Vocabulary word for the day: “Access”
By Craig Nash
I had to learn a new lingo when beginning my work at the Texas Hunger Initiative, and it was challenging. (The very use of the word “challenging” in the previous sentence is an example, and proof that I have begun to absorb the lingo, choosing a more tame term over a collection of other, more colorful, words that I would have chosen before.) And it wasn’t just the acronyms connected to social services that were, uh, challenging. It was a whole new lexicon full of words meant to convey how we are doing our work, but words that are usually used with different meaning outside the non-profity world in which we exist. Words and phrases like “value-add,” “capacity,” and, my personal favorite, “bandwidth,” would often leave me looking around the room wondering if I am the only other person suffering from a mental condition that prohibits me from understanding. I eventually picked up the pace and figured the new language out, although I am still much slower at translation that most of my colleagues.
One word, though, that resonated with me early on is the term “access,” often used when describing how easy or difficult it is for a particular person or group to receive basic human needs. In other fields of conversation we may say that someone can or can’t afford a particular need, or someone is or isn’t able to provide for themselves or their families.
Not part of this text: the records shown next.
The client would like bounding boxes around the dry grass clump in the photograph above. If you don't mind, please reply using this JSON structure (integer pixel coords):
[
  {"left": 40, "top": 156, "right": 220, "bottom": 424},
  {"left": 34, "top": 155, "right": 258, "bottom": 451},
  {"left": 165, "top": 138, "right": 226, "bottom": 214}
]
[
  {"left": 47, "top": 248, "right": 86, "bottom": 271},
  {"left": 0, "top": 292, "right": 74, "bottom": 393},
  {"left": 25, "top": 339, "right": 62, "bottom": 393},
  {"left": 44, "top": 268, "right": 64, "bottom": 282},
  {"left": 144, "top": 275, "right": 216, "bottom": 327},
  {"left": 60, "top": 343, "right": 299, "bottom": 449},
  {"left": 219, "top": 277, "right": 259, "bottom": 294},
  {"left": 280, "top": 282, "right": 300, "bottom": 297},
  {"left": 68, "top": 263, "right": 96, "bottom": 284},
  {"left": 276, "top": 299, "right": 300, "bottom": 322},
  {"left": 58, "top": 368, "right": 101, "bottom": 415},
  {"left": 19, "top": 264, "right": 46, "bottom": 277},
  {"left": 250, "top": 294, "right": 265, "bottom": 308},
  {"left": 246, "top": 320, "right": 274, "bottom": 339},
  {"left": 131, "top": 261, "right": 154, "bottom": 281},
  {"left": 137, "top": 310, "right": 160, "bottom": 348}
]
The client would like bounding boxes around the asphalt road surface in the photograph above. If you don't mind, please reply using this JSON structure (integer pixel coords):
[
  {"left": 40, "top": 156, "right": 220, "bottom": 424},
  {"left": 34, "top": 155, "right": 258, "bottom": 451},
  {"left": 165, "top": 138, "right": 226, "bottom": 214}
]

But access opens up a different line of thought altogether. It guides us into a more compassionate mode of thinking for those without it, as well as for those who have it. It equals the playing field, if you will.
With regards to access to food, there are a number of reasons someone may or may not have it. Money is one, but so is availability, location and safety. I’ve witnessed an army of people in our city whose very job and mission is to make access more widespread.
One way that Waco and La Vega ISD’s Child Nutrition departments have been making access to food more widespread to our local children is through their mobile meal-bus programs. If location is a barrier (there’s another one) to access, then they are working to remove that barrier. Rather than requiring children to come to one of the dozens of stationary Summer Food sites around town, they are bringing Summer Food sites to neighborhoods, parks and clinics all around the area. Like the other sites, food on the buses are free to children under 18, and require no id to, um, access.
One way you can help increase access is to spread the word. All summer sites can be found by visiting Summerfood.org. Below is a list of Waco and La Vega ISD Meals on the Bus location stops and times.
Waco ISD “Meals on the Bus” – Monday through Friday
Waco Apartments, 2724 Robinson Drive 10:40-11:00am
South 18th Street Community Center, 1800 Gurley Lane 11:10-11:30am
Elm Street Community Center, 609 Elm 11:45am-12:05pm
Waco Central Library, 1717 Austin Avenue 12:20-12:40
UBC, 1701 Dutton Avenue 12:50-1:10
East Waco Library 1:25-1:45
Scott & White Macarthur Center, 2201 Macarthur Dr. 10:40-11:00am
Family Health Center, 1000 Delano Street 11:15-11:35
Barron’s Branch Apartments, 819 Colcord 11:45am-12:05pm
Estella Maxey Apartments, 1000 Delano 12:15-12:35
Guthrie Park, 7400 Brookview Drive 12:50-1:10
La Vega ISD “Lunch Bus Express” – Monday through Thursday
JMJ Wrecking, Corner of Campground Road and Harrison St. 10:10-10:30am
Maranatha Church, Ashleman and Latimer Streets 10:40-11:00am
La Vega High School Tennis Courts 11:10-11:30
Brazos Village Apartments, Lakeshore and Gholson Rd. 11:40am-12:20pm
Brame Park, Hogan St. and Briarwood 12:30-1:10
Craig Nash has lived in Waco since 2000. Since then he has worked at Baylor, been a seminary student, managed a hotel restaurant, been the “Barnes and Noble guy,” pastored a church and once again works for Baylor through the Texas Hunger Initiative. He lives with his dog Jane, religiously re-watches the same 4 series on Netflix over and over again, and considers himself an amateur country music historian.